Anlegerentschädigung in der Krise?
Sinnhaftigkeit der AeW (Anlegerentschädigung) am Pranger!
Da auf unseren vormonatlichen Beitrag zu Auer von Welsbach (hier zum Nachlesen...) zahlreiche Mail-Anfragen kamen, haben wir Dr. Herbert Samhaber (Fachverbands-Obmann der FDL OÖ und gerichtlich zertifizierter Sachverständiger für Wertpapiergeschäfte und Vermögensberatung) um einen Kommentar zum Thema gebeten.
Dieses "Service" werden wir künftig öfters anbieten. Daher: Sollten Sie Fragen haben, die bis dato unbeantwortet scheinen, senden Sie diese an g.wagner@b2b-projekte.at!
Der Fall Auer von Welsbach (kurz: AvW) hat wieder einmal die Regelung zur Anlegerentschädigung mehr als in Frage gestellt.
Rund 148 Millionen Euro zahlt der Staat für die Pleite von AvW. Der Verlust der Anleger (welche tatsächlich an eine kontinuierliche Rendite von 10% per anno geglaubt haben) wird damit von den Steuerzahlern geschultert. Zusätzlich müssen bzw. mussten die verbleibenden Wertpapierfirmen Ihren „Solidarbeitrag" bis zum Maximum (2 mal 2,5% der jährlichen fixen Gemeinkosten) ausschöpfen und zahlen. Ein höherer Solidarbeitrag durch die Wertpapierfirmen ist denkunmöglich, wenn man nicht die Existenz der Unternehmen aufs Spiel setzen möchte.

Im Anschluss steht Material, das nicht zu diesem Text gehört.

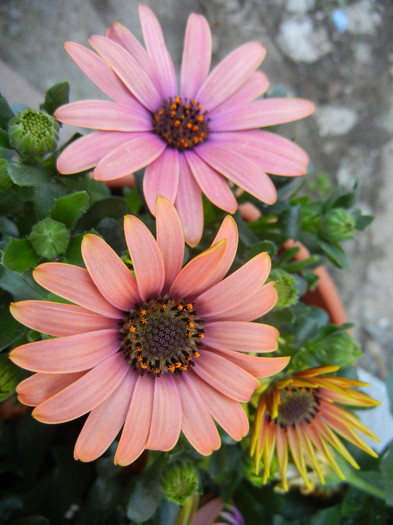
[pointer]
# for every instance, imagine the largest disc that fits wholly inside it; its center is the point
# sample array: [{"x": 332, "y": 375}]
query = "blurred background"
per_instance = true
[{"x": 337, "y": 53}]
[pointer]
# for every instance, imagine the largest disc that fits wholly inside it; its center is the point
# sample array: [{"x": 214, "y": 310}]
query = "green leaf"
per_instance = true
[
  {"x": 56, "y": 96},
  {"x": 19, "y": 255},
  {"x": 49, "y": 238},
  {"x": 68, "y": 209}
]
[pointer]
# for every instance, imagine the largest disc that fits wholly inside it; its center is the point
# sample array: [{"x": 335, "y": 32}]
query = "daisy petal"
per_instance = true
[
  {"x": 75, "y": 285},
  {"x": 111, "y": 276},
  {"x": 84, "y": 394},
  {"x": 227, "y": 77},
  {"x": 59, "y": 319},
  {"x": 158, "y": 52},
  {"x": 105, "y": 421},
  {"x": 72, "y": 353},
  {"x": 146, "y": 258},
  {"x": 161, "y": 178},
  {"x": 195, "y": 65},
  {"x": 167, "y": 415},
  {"x": 197, "y": 425},
  {"x": 140, "y": 150},
  {"x": 137, "y": 426}
]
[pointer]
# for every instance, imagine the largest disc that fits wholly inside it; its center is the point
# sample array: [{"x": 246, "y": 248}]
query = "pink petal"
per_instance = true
[
  {"x": 262, "y": 113},
  {"x": 39, "y": 387},
  {"x": 213, "y": 185},
  {"x": 167, "y": 415},
  {"x": 84, "y": 394},
  {"x": 146, "y": 258},
  {"x": 170, "y": 239},
  {"x": 225, "y": 376},
  {"x": 191, "y": 280},
  {"x": 86, "y": 152},
  {"x": 197, "y": 424},
  {"x": 234, "y": 289},
  {"x": 158, "y": 52},
  {"x": 99, "y": 72},
  {"x": 72, "y": 353},
  {"x": 105, "y": 421},
  {"x": 137, "y": 426},
  {"x": 106, "y": 115},
  {"x": 228, "y": 76},
  {"x": 196, "y": 55},
  {"x": 129, "y": 71},
  {"x": 189, "y": 205},
  {"x": 228, "y": 413},
  {"x": 59, "y": 319},
  {"x": 161, "y": 178},
  {"x": 75, "y": 285},
  {"x": 108, "y": 272},
  {"x": 255, "y": 365},
  {"x": 139, "y": 151},
  {"x": 239, "y": 169},
  {"x": 241, "y": 336}
]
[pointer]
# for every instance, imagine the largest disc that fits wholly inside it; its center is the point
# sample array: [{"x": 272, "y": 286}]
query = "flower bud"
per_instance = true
[{"x": 33, "y": 133}]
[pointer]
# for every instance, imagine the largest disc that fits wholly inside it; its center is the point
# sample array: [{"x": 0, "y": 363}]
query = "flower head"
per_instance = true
[
  {"x": 155, "y": 353},
  {"x": 299, "y": 412},
  {"x": 189, "y": 139}
]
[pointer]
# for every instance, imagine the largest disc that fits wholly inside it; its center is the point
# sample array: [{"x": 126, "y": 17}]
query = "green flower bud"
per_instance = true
[
  {"x": 179, "y": 482},
  {"x": 338, "y": 225},
  {"x": 33, "y": 133},
  {"x": 286, "y": 288}
]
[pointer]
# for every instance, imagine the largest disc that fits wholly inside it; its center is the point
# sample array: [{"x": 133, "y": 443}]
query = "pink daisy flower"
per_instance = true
[
  {"x": 189, "y": 139},
  {"x": 156, "y": 354}
]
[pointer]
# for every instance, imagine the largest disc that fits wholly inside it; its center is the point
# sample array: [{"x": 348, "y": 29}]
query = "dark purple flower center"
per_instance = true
[
  {"x": 182, "y": 125},
  {"x": 162, "y": 336}
]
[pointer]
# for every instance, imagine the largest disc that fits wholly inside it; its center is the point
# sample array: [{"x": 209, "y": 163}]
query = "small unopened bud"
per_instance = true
[
  {"x": 33, "y": 133},
  {"x": 338, "y": 225},
  {"x": 179, "y": 482}
]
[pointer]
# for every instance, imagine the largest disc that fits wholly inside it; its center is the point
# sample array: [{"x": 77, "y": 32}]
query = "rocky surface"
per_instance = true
[{"x": 340, "y": 58}]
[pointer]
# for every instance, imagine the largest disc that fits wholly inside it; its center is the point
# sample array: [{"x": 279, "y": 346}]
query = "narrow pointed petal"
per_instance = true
[
  {"x": 167, "y": 415},
  {"x": 241, "y": 336},
  {"x": 170, "y": 240},
  {"x": 146, "y": 258},
  {"x": 74, "y": 284},
  {"x": 128, "y": 70},
  {"x": 239, "y": 169},
  {"x": 213, "y": 185},
  {"x": 161, "y": 178},
  {"x": 227, "y": 77},
  {"x": 59, "y": 319},
  {"x": 197, "y": 425},
  {"x": 39, "y": 387},
  {"x": 228, "y": 413},
  {"x": 139, "y": 151},
  {"x": 261, "y": 113},
  {"x": 111, "y": 276},
  {"x": 73, "y": 353},
  {"x": 191, "y": 280},
  {"x": 225, "y": 376},
  {"x": 158, "y": 52},
  {"x": 189, "y": 205},
  {"x": 86, "y": 393},
  {"x": 136, "y": 429},
  {"x": 86, "y": 152},
  {"x": 106, "y": 115},
  {"x": 99, "y": 72},
  {"x": 196, "y": 55},
  {"x": 105, "y": 421},
  {"x": 234, "y": 289}
]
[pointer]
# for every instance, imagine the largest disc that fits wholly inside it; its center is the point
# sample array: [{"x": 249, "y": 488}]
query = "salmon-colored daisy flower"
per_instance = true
[
  {"x": 189, "y": 138},
  {"x": 157, "y": 353},
  {"x": 300, "y": 413}
]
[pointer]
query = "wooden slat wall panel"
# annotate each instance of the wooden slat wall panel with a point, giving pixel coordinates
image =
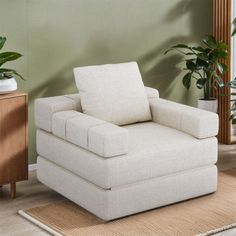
(222, 31)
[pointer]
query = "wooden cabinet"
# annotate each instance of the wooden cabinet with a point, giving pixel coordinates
(13, 139)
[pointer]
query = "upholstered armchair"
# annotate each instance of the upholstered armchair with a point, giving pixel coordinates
(116, 148)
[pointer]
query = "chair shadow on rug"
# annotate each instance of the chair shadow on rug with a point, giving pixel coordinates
(190, 217)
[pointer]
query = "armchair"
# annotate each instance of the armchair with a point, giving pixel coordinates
(116, 148)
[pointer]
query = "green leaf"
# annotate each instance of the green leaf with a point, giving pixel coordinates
(218, 80)
(199, 49)
(5, 70)
(233, 116)
(183, 46)
(222, 54)
(19, 75)
(2, 42)
(222, 45)
(225, 67)
(187, 80)
(220, 67)
(8, 56)
(200, 64)
(201, 83)
(210, 41)
(234, 27)
(190, 65)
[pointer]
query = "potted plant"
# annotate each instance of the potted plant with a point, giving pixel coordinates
(7, 81)
(204, 65)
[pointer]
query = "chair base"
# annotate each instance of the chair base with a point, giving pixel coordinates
(121, 201)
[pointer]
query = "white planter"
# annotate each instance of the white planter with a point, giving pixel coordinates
(208, 105)
(8, 85)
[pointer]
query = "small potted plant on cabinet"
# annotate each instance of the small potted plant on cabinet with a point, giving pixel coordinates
(7, 81)
(204, 65)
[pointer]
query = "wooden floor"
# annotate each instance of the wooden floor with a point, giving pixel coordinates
(31, 193)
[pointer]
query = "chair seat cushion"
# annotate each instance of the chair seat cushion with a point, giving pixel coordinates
(154, 150)
(113, 92)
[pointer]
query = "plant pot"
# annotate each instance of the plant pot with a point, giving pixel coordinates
(8, 85)
(208, 105)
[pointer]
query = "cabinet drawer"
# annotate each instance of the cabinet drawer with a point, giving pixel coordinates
(13, 139)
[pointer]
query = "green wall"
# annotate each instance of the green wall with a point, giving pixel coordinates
(57, 35)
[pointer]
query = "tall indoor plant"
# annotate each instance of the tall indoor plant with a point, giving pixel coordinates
(232, 84)
(7, 80)
(204, 65)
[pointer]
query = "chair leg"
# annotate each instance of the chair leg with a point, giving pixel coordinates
(13, 189)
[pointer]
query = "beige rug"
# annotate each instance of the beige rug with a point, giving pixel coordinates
(188, 218)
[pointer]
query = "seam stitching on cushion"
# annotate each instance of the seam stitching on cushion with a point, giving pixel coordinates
(67, 120)
(88, 131)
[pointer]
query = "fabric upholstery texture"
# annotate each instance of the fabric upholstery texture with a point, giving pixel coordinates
(46, 107)
(196, 122)
(113, 92)
(154, 150)
(129, 199)
(98, 136)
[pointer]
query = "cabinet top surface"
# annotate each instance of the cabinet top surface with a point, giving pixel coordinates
(12, 95)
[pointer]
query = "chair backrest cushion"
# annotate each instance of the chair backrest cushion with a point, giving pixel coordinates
(113, 92)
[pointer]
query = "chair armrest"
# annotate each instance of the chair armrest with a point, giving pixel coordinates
(151, 93)
(44, 108)
(92, 134)
(196, 122)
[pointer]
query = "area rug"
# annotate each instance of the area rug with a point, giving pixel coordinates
(206, 215)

Es stellt sich zum wiederholten Mal die Frage, wie man in Zukunft dieses Branchenbedrohende Szenario vermeiden kann.
Die Anlegerentschädigung von Wertpapierfirmen GmbH oder kurz AeW hat die Aufgabe im Konkursfall von AeW-Mitgliedsunternehmen, wenn diese Unternehmen dadurch nicht mehr in der Lage sind, Anlegern Gelder zurückzuzahlen oder Finanzinstrumente zurückzugeben, Anleger zu entschädigen. Eine österreichische Wertpapierfirma darf niemals Schuldner Ihrer Kunden sein und daher weder Gelder noch Finanzinstrumente von Kunden entgegennehmen. Als aufmerksamer Leser haben Sie richtig erkannt, dass die Funktion der AeW im Kern obsolet ist, weil die AeW für einen Fall geschaffen wurde, der in Österreich gar nicht vorkommen darf.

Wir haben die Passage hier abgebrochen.